Imagine.. (the cosmic computer?)
Imagine you are a life form. You are terribly lonely, and you want to communicate with other beings of your type. You’re stuck in a spinning universe, with everything moving around you. You’ve no idea who is right or wrong – one side insists that the answers to life are one, and the other side insists than they are zero.
Imagine the human race trapped inside a RAID array larger than we can imagine. All life is precious, and all of it must be held onto at all costs. If you can stand up and say that you’re worthwhile, you are.
How do you find life?
More to the point, how do you find life that looks anything like you do, when you’re stuck inside this machine that is spinning enormously fast?
Sometimes I wonder if the Earth is a egg – intended to bring to life the race of man. Sometimes I wonder if I am a cosmic antenna.. picking up gravity waves – a sattellite of earth, helping two different sides, micro and macro, communicate. Growing between both of them.
My god doesn’t have a absolute right and wrong, I don’t think. My God says ‘all life is precious – we’ve got to find some way to hold onto it and send it on at the same time’.
I mean, sex is just communication on a microscopic level. Everything wants to talk, it seems like. I look for a purpose to life, and so far, about all I can find is communication.
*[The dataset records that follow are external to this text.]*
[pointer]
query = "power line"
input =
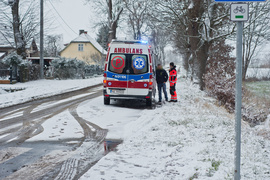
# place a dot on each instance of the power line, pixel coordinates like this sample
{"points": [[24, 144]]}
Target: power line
{"points": [[61, 17]]}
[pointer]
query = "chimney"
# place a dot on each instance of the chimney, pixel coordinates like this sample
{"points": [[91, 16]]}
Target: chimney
{"points": [[81, 31]]}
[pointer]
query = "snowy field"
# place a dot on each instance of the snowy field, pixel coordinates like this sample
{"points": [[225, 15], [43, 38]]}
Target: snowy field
{"points": [[187, 140], [41, 88]]}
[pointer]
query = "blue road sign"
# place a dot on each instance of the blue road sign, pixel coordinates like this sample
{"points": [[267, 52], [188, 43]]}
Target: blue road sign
{"points": [[240, 0]]}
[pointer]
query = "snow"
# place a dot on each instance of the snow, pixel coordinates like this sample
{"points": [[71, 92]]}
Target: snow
{"points": [[42, 88], [192, 138], [116, 119], [258, 73], [1, 54], [87, 38], [59, 127]]}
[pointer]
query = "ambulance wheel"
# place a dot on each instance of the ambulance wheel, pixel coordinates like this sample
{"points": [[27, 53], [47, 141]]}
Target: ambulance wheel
{"points": [[149, 102], [107, 101]]}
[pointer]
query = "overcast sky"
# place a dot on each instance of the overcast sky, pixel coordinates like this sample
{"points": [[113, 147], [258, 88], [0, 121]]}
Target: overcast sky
{"points": [[75, 13], [79, 15]]}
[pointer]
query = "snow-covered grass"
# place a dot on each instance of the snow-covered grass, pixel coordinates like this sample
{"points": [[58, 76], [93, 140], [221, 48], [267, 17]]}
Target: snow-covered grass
{"points": [[191, 139], [41, 88], [260, 88], [258, 73]]}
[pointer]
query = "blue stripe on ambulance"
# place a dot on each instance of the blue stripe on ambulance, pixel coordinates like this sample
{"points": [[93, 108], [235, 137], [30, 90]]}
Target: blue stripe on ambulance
{"points": [[125, 77]]}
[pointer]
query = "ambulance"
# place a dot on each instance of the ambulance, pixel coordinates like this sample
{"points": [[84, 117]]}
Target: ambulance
{"points": [[128, 72]]}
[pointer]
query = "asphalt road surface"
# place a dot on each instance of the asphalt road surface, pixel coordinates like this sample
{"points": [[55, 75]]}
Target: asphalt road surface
{"points": [[63, 159]]}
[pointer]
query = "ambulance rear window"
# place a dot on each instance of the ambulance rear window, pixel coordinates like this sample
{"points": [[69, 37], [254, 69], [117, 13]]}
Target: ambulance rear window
{"points": [[117, 63], [128, 63]]}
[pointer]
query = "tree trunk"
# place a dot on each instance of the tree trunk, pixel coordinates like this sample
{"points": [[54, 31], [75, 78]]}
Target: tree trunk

I would love to know some greater purpose – I’d love for either micro or macro to do something to help this make more sense.
As near as I can tell, Elton John was right. All life is precious. Every day is a prize.
May 4th, 2005 at 11:26 am
Seems to me that you have defined a right and wrong for “your” god: If all life is precious, would it be absolutely wrong to do anything to hurt or harm life?
May 7th, 2005 at 3:21 am
but life must be hurt/harmed to continue other life.
May 7th, 2005 at 7:12 am
How so?
May 8th, 2005 at 6:49 am
Eating is perhaps the quinessential example, though one can get into even stickier ones.
May 8th, 2005 at 10:42 am
I thought might be your answer or part of it. Part of the problem is that “life” wasn’t defined, and I do not think all life is on the same plane. In my mind, one could eat fruits, grains, nuts, & vegetables without harming “life.” I could even agree with the point of eating meat without harming “life,” (although I would also agree with those who argued otherwise) as I was thinking “human life.”
May 8th, 2005 at 11:36 am
That would seem to me to be *you* introducing a judgement (that some life is more ‘life’ than other life) and thus an absolute value system (or at least the underpinning for one).
I’m with Leslie Fish on this “Plants are living and they just might feel and they take so long to die.” Even with a definition of human life as somehow uniquely special and precious (a view I see little evidence for and much evidence against) one can come up with examples such as when of a mother and unborn/birthing child only one can be saved or similar issues with conjoined twins. Also, a host of reduced and indivisible (or not divisible enough) resource issues: you have only n doses of medication and n+x ill people, or supplies to ensure n survivors in a bomb shelter, n+x people at your door and the bomb is coming down in fifteen minutes.
But the point is, life can be precious (regardless of definition of life) *and* there *can* be no absolute wrong in causing hurt or harm. Pain and death are as much a part of life as joy and birth. Just declaring life precious does not automatically make hurt and harm wrong.